The man has yet to be located, said a warden’s message posted on the website of the U.S. Consulate in the city of Matamoros, across the border from Brownsville, Texas.

It is not unusual for people living or working in Mexican border states to have been born in the United States.

In a separate warden’s message issued Friday, the consulate warned that Mexican criminal gangs may be planning attacks “in the near future” against U.S. law enforcement or U.S. citizens in Tamaulipas, Nuevo Leon and San Luis Potosi, three northern states wracked by drug violence as cartels battle for territory.


Roadside bomb kills three tribal elders

KABUL | A roadside bomb killed three tribal elders in western Afghanistan on Sunday, possibly in retaliation for their cooperation with the government.

The men were driving to a meeting with villagers and other tribal elders to discuss what sort of projects the Afghan government and international donors should fund when their vehicle hit a roadside bomb, killing all of them, officials said.

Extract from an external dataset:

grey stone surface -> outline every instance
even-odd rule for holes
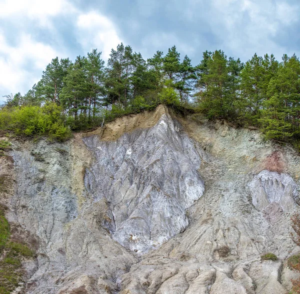
[[[256,130],[167,111],[152,123],[157,115],[148,115],[146,129],[132,116],[132,131],[113,141],[101,140],[102,130],[84,143],[83,135],[14,142],[6,217],[38,244],[20,293],[290,290],[298,277],[285,262],[299,251],[290,236],[298,155]],[[120,121],[108,126],[112,137]],[[267,168],[274,152],[280,172]],[[278,260],[262,261],[268,252]]]
[[[203,194],[194,143],[170,116],[152,128],[103,142],[84,141],[96,160],[86,187],[95,201],[106,198],[114,239],[138,253],[160,246],[188,225],[186,210]]]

One of the dead, Sayid Ahmad, was the head of the group of tribal elders who organized the meeting, said Abdul Basir Kherkywi, the head of Farah Province’s local council.


Police arrest dozens in unauthorized church

BEIJING | Police on Sunday detained dozens of worshippers from an unapproved Christian church who were trying to hold services in a public space, after they were evicted from their usual place of worship, a parishioner said.

Leaders of the unregistered Shouwang church had told members to gather at an open-air venue in Beijing for morning services, but police, apparently alerted to their plans, taped off the area and took away people who showed up to take part.

China’s communist government allows worship only in state-approved churches, but many Christians belong to unregistered congregations. Such “house churches” are subjected to varying degrees of harassment by authorities.

More than 60 million Christians are believed to worship in China’s independent churches, compared with about 20 million who worship in the state church, according to scholars and church activists.


Kurdish activist running in parliamentary elections

ANKARA | A Kurdish party said Sunday it will back former legislator Leyla Zana, who spent a decade in prison convicted of links to Kurdish rebels, in Turkey’s June 12 elections.

The Peace and Democracy party also announced its support for six Kurdish politicians who are in jail, charged with links to the rebels of the outlawed Kurdistan Workers’ Party.

The politicians will all run as independents to overcome a 10 percent electoral threshold that keeps smaller parties out of parliament. The jailed candidates would be released if elected, under Turkish laws.